Venue
Ruthin Gaol, Nantclwyd y Dre and Ruthin Craft Centre
Location
Wales

Cell

Ruthin Town Centre – Ruthin Gaol, Nantclwyd y Dre & Ruthin Craft Centre

28-30 August

Ashamedly, this is my first visit to Ruthin since the Craft Centre was demolished in 2007. As I walk through large metallic gates resembling that of a prison into RCC’s grounds, I spot an androgynous chalk-faced prisoner covered in broad arrows complete with ankle shackle, heavy ball and oversized scotch cap chained to a portable music machine that bellows Johnny Cash’s Walk the Line. The sound of the man in black shifts this stony, deadpan prisoner into drawing single chalk strokes and demonstrating a controlled and precise line dancing that leads me to the three sites that encompass Cell. Like a more world weary Pied Piper stopping traffic and turning heads, Megan Broadmeadow’s Walk the Line is remarkable in embodying her practice’s dexterity and inventiveness in a single but industrious and repetitive action. Broadmeadow’s work, with tongue firmly in cheek, offers a space for interaction and intellectual discussion. In its’ imperfection it appeals to our human foibles and contrasts to conventional moral assumptions.
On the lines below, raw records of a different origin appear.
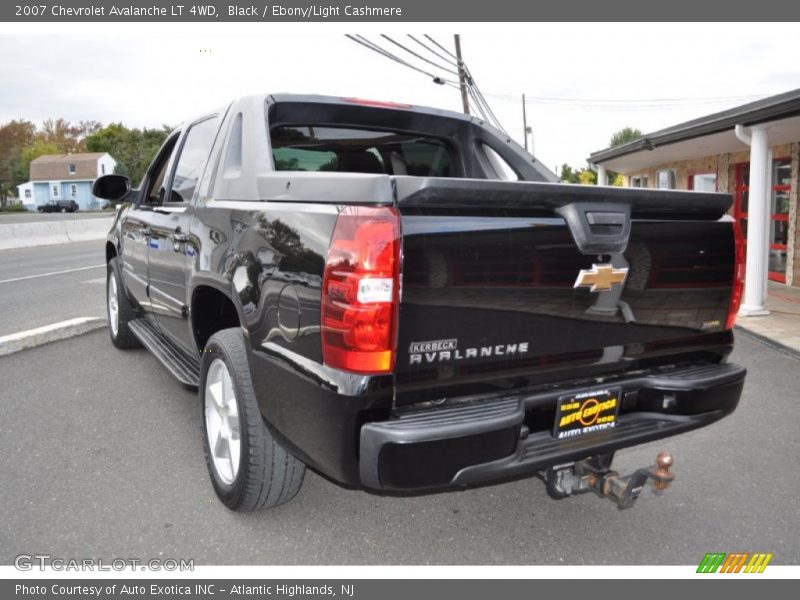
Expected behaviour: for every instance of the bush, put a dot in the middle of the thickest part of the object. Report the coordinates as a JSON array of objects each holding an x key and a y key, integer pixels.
[{"x": 13, "y": 208}]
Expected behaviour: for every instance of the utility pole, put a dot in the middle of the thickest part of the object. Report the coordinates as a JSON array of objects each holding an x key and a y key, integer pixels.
[
  {"x": 524, "y": 123},
  {"x": 462, "y": 76}
]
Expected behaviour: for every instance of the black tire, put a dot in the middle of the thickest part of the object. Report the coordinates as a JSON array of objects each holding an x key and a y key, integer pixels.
[
  {"x": 268, "y": 475},
  {"x": 126, "y": 312}
]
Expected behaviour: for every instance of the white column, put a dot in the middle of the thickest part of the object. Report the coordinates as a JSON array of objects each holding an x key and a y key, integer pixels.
[
  {"x": 601, "y": 175},
  {"x": 757, "y": 222}
]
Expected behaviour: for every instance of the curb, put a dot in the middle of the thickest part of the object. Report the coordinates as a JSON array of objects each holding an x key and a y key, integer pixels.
[
  {"x": 47, "y": 233},
  {"x": 767, "y": 341},
  {"x": 16, "y": 342}
]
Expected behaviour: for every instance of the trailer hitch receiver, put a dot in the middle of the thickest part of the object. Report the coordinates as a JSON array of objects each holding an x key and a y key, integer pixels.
[{"x": 594, "y": 475}]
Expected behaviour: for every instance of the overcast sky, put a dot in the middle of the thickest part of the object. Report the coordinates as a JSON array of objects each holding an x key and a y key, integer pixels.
[{"x": 586, "y": 80}]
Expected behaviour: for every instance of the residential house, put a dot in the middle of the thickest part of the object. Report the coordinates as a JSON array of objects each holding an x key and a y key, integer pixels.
[
  {"x": 65, "y": 177},
  {"x": 751, "y": 152}
]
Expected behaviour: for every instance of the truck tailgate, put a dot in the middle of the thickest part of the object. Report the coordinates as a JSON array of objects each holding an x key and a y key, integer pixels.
[{"x": 489, "y": 299}]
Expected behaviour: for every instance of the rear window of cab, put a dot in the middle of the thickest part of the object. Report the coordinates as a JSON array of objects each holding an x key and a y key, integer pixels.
[{"x": 351, "y": 150}]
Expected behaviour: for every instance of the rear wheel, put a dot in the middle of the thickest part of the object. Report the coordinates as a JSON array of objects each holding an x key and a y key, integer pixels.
[
  {"x": 249, "y": 468},
  {"x": 119, "y": 309}
]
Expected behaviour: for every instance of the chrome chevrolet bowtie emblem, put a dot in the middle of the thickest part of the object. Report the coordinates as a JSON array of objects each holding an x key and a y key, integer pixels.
[{"x": 600, "y": 278}]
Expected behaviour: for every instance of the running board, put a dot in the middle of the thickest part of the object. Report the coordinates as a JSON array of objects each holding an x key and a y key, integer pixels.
[{"x": 184, "y": 368}]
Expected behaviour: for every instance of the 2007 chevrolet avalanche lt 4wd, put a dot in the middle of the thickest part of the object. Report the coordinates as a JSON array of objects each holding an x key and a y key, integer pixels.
[{"x": 396, "y": 297}]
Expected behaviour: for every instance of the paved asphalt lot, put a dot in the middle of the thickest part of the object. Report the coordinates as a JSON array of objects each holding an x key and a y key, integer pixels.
[
  {"x": 100, "y": 455},
  {"x": 43, "y": 286},
  {"x": 33, "y": 217}
]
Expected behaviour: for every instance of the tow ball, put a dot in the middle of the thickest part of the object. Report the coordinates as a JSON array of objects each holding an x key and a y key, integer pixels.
[{"x": 594, "y": 475}]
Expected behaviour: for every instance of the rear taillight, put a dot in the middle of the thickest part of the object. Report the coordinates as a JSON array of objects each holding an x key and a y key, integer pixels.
[
  {"x": 360, "y": 290},
  {"x": 738, "y": 276}
]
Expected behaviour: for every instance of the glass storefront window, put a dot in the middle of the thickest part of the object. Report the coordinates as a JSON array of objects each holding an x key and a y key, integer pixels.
[{"x": 779, "y": 211}]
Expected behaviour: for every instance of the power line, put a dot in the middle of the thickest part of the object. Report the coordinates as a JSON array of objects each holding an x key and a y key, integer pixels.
[
  {"x": 478, "y": 99},
  {"x": 430, "y": 62},
  {"x": 360, "y": 39},
  {"x": 625, "y": 104},
  {"x": 432, "y": 51},
  {"x": 453, "y": 56}
]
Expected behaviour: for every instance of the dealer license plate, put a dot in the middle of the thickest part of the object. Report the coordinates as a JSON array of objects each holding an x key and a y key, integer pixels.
[{"x": 586, "y": 412}]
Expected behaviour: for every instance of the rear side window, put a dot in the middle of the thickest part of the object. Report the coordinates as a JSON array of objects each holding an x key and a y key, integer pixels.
[
  {"x": 192, "y": 159},
  {"x": 347, "y": 150},
  {"x": 499, "y": 165}
]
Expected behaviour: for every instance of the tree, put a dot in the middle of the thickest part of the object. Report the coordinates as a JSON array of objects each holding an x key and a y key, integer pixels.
[
  {"x": 15, "y": 136},
  {"x": 623, "y": 136},
  {"x": 66, "y": 136},
  {"x": 584, "y": 176}
]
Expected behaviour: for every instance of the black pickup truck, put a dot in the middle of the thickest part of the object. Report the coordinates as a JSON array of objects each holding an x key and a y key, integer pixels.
[
  {"x": 400, "y": 298},
  {"x": 58, "y": 206}
]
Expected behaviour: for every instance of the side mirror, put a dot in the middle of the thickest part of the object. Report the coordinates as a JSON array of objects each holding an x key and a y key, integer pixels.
[{"x": 111, "y": 187}]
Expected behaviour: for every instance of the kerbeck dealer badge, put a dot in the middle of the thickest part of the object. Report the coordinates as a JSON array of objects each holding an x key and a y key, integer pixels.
[{"x": 586, "y": 412}]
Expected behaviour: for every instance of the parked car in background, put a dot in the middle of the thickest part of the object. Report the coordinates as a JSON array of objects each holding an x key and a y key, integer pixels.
[{"x": 59, "y": 206}]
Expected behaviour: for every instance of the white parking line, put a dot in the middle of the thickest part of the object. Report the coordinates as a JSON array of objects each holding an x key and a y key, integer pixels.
[
  {"x": 49, "y": 274},
  {"x": 31, "y": 338}
]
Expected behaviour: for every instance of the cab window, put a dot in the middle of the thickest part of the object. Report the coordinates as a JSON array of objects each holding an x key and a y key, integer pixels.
[
  {"x": 351, "y": 150},
  {"x": 155, "y": 182},
  {"x": 192, "y": 160}
]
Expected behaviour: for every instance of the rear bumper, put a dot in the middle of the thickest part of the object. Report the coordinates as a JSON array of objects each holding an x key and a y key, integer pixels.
[{"x": 492, "y": 440}]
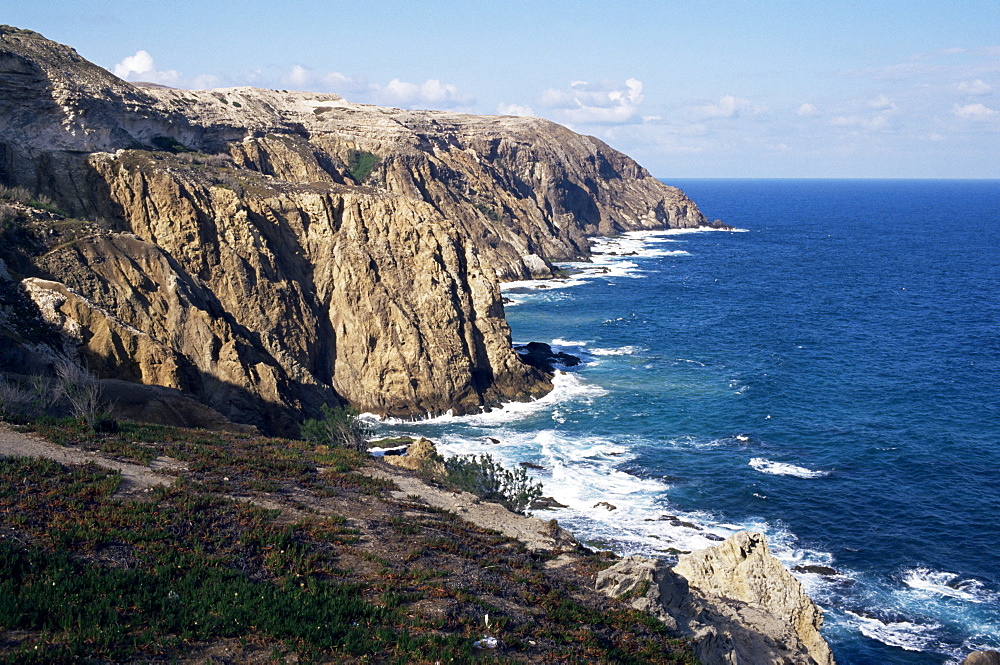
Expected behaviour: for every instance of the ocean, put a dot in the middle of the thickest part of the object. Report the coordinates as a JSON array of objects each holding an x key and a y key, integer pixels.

No sooner do I arrive at Ruthin Gaol then I am locked into a pitch-black cell. I sit and contemplate the loss of my Sunday while a piece of sonic art plays. However, Ed Wright’s Thinking inside the Box is a dizzying amalgam of minimal sound taken from the prison. A metallic, cacophonous wheezing reflects the ailing buildings shameful memories full of the helplessness and hopes of prisoners in each bar and cell. Although not conceptually new, Wright treats each routine clank of a key, slam of a cell door and step on the hard concrete floor with the love of a composer who knows the cold hand of isolation through the pursuit of his art.

A 5 ft Padded Duck, property of Femke van Gent, stares straight through me with one beady eye. Has light deprivation and isolation caused this hallucination? Has the isolation affected my sanity? I hover outside the cell door rocking from foot to foot, then rush headfirst, succumbing to a cwtch from the duck. This calms me momentarily but as I pull away from my embrace I notice the duck has large steel toe capped boots and high visibility waterproof trousers. I edge slowly out of the room.

Emma Louis’s Light Lines has me peering through a peephole but it is not what greets my eye that I respond to first, it is the musty stench of this prisoner’s cell. As my stomach baulks and my eyes adjust, slowly a lone figure performing what seems to be self-flagellation burns before my naked eye. I cannot look for long, as the figure turns I am confronted by its’ stare. I scramble to move away from its gaze but something pulls me back for one last peek. I last a little longer this time then hurry down stairs.

Nantclwyd y Dre is the oldest surviving town house in Wales and thoroughly lives up to its title by being overwhelmingly macabre. Huw Davies’s film Don’t disbelieve all you read creates a link between the past and the present, using a blend of visual storytelling that documents his transformation. From finding an egg and then a toad crawling up his stairs to discovering scraps of paper declaring ‘Seek and ye shall find’ behind bookcases. Davies is driven out, deserting the property only after documenting his experiences.

On entering Julia Peat’s playful Batty Boop! my curiosity is drawn to the incessant nattering and chattering of Nant Clwyd y Dre’s bats. In this hybrid vocalisation Peat successfully combines a love of nature with the absurd. Who would have thought the conversation of flying mammals would be so delightfully banal?

At Ruthin Craft Centre, Connie Middleman shows three videos including Clown, highly commended for the Alternative Turner Prize in 2007. It is in Rooster-Screentest 1 where Middleman begins to break from the confines of cliché, showing the maturity and freedom that can come from consciously less self-aware.

I am once again lured into a small space, this time for Simon Proffitt’s All that converges must rise which conveys the familiar image of a train travelling through what seems like a never-ending tunnel, distorting time with its’ repetitive and mesmeric movement which is both soothing and unsettling. This film becomes an unrelenting depiction of constant travel evoking a sense of terror and foreboding.

When installing and exhibiting in public spaces, difficulties can often arise between ‘art’ and ‘artefact’. Visitors can sometimes grow confused by the less-than-obvious relationship between the two. In Cell each work is located within the collection, forcing the viewer to navigate their way around the historical and the contemporary, making and creating their own connections between art works and exhibits and conjuring intended and unintended narratives for a more personal appreciation of the artistic responses to these quirky and unique environments.

The previous success of Gwaith Powdwr at Penrhyndeudraeth Explosives Factory and now Cell in Ruthin is testimony to the collective thrust currently taking place and enhancing the visual arts in North Wales. Three sites hosting three days of absorbing, interactive and provocative artist-led activity slap banged up in the middle of a rural and historic town.